[MLton] Unicode... again

Mon Feb 12 12:52:04 PST 2007

Wesley W. Terpstra wrote:
> On Feb 12, 2007, at 8:20 PM, Matthew Fluet wrote:
>>> - For the time being I choose to ignore the basis' claim that "in 
>>> WideChar, the functions toLower, toLower, isAlpha,..., isUpper and, 
>>> in general, the definition of a ``letter'' are locale-dependent" and 
>>> raise an Unimplemented exception for these methods.

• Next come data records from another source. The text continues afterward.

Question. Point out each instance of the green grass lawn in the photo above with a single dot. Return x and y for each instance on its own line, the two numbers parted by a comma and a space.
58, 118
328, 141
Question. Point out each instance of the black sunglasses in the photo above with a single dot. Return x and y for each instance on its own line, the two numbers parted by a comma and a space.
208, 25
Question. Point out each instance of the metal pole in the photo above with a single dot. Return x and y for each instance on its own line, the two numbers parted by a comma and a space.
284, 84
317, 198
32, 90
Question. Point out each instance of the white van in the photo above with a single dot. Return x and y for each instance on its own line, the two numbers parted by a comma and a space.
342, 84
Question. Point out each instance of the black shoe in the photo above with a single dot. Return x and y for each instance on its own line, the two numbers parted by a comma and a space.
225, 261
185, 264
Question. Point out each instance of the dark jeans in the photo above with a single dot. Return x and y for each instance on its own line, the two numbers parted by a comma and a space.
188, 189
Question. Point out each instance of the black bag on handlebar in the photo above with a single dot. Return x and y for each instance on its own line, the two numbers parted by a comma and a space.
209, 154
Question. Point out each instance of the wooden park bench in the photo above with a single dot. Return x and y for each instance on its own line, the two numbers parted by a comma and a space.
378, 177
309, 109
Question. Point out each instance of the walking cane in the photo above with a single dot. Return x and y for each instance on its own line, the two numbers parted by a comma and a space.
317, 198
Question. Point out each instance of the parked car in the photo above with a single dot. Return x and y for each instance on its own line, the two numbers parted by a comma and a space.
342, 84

I think the 
>>> standard is dreadfully misguided in assuming a global locale, and I 
>>> defer what to do here till later as it is what blocked my progress 
>>> last time. (IMO these functions have only questionable use, anyway)
>>
>> Not to dismiss any of the thought and work already done, but I'm curious
>> why another 'obvious' interpretation of WideChar hasn't been explored. 
>> That is, why don't we take WideChar as an (admittedly brain-dead) 
>> wrapping of functions defined in <wchar.h>.  These descriptions of 
>> these functions seem to match the Basis Library descriptions, in that 
>> they have a notion of the current locale.  Admittedly, WideChar 
>> wouldn't provide access to changing the locale (the setlocale 
>> function), but this would seem consistent with other portions of the 
>> SML Basis Library that provides just a thin veneer over corresponding 
>> POSIX functions.
> 
> We could do that. My definitions of the is* methods are place-holders. I 
> consider these methods worse than useless; I'd rather they simply didn't 
> exist. Since they do exist, mapping them to iswalpha, iswalnum, etc. 
> might be ok... as long as these are portably available. 

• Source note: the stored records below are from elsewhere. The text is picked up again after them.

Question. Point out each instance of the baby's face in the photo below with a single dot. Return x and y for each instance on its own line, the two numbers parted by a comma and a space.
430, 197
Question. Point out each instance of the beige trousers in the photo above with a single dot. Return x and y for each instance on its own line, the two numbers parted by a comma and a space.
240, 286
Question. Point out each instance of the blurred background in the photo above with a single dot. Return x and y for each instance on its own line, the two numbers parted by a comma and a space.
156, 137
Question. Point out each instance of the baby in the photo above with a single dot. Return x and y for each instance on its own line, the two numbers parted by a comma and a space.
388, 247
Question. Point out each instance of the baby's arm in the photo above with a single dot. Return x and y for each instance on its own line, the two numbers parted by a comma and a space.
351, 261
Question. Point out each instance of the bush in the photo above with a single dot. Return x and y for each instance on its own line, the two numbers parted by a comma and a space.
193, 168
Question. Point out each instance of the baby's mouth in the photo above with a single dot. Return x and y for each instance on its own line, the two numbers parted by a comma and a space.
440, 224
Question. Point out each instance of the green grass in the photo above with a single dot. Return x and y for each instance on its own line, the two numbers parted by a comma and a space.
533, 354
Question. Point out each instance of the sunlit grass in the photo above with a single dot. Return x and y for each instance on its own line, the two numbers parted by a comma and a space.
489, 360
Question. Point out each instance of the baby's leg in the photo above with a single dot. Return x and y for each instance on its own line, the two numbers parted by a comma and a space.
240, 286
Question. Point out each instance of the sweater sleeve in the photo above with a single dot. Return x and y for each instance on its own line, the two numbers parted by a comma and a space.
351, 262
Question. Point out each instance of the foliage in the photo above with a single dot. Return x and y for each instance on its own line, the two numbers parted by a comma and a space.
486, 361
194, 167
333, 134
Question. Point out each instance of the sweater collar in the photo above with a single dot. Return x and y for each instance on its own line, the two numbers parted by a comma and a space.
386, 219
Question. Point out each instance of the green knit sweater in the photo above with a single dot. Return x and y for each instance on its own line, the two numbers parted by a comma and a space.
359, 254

Indeed, the idea being that while we all know they are broken, at least 
they are broken in the same way as they are broken in C.

 > Still, I'd
> rather try to use the locale independent character classes specified by 
> Unicode. 

Right, and since that is going to include a lot more functions than the 
CHAR.is* functions, they will live in their own structure.